Magnetically Navigable Microparticles Enable Targeted Drug Delivery
Posted on 01 May 2025
Abdominal aortic aneurysms (AAA) can be life-threatening if not treated and result in nearly 10,000 deaths annually. Researchers working to improve treatments for AAA could now make it possible for doctors to direct life-saving therapies through the body using only a magnet.
An interdisciplinary team at the University of Pittsburgh’s Swanson School of Engineering (Pittsburgh, PA, USA) has developed silk iron microparticles (SIMPs)—tiny, magnetic, and biodegradable carriers designed to precisely deliver drugs and treatments to targeted sites in the body, such as aneurysms or tumors. By enabling early-stage, noninvasive delivery of regenerative therapies via extracellular vesicles—membrane capsules that facilitate intercellular communication—the researchers aim to reduce the need for surgical interventions in treating AAA. The team’s goal was to find the most noninvasive method for delivering extracellular vesicles directly to the site of an AAA. They envisioned injecting extracellular vesicles onto a carrier and guiding the carrier to the aortic wall, using magnetic attraction.
The magnetic nanoparticles developed by the team are approximately one-hundred-thousandth the width of a human hair. At this minuscule scale, nanomaterials can be engineered to exhibit unique properties, such as magnetic responsiveness. While magnetically guided materials have been used in various medical applications, the team’s innovative approach involved chemically binding the magnetic nanoparticles to silk—a biocompatible material approved by the FDA—using the compound glutathione.
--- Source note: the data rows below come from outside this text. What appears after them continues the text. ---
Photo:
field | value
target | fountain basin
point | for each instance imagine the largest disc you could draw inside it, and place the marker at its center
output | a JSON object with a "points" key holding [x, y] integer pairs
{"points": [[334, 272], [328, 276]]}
This research, published in ACS Applied Materials & Interfaces, opens up numerous possibilities for future applications, ranging from targeted cancer therapies to regenerative treatments for cardiovascular diseases. With the ability to magnetically guide the particles, the next step is to load them with therapeutic agents. At the nanoscale, these findings also allow the team to further refine the particles’ molecular structure and control their drug release rates, enhancing their potential for biomedical use.
“With this paper, we’re showing that we can create an empty carrier that can be magnetically moved,” said Pitt alumna Ande Marini (BioE PhD ‘25), now a postdoctoral scholar in cardiothoracic surgery at Stanford University. “The next step is figuring out what kind of cargo we can load—regenerative factors, drugs, or other materials people want to magnetically localize. Whether it’s delivering cancer drugs with fewer side effects or slowing down tissue degradation in aneurysms, this technology has broad potential for regenerative medicine.”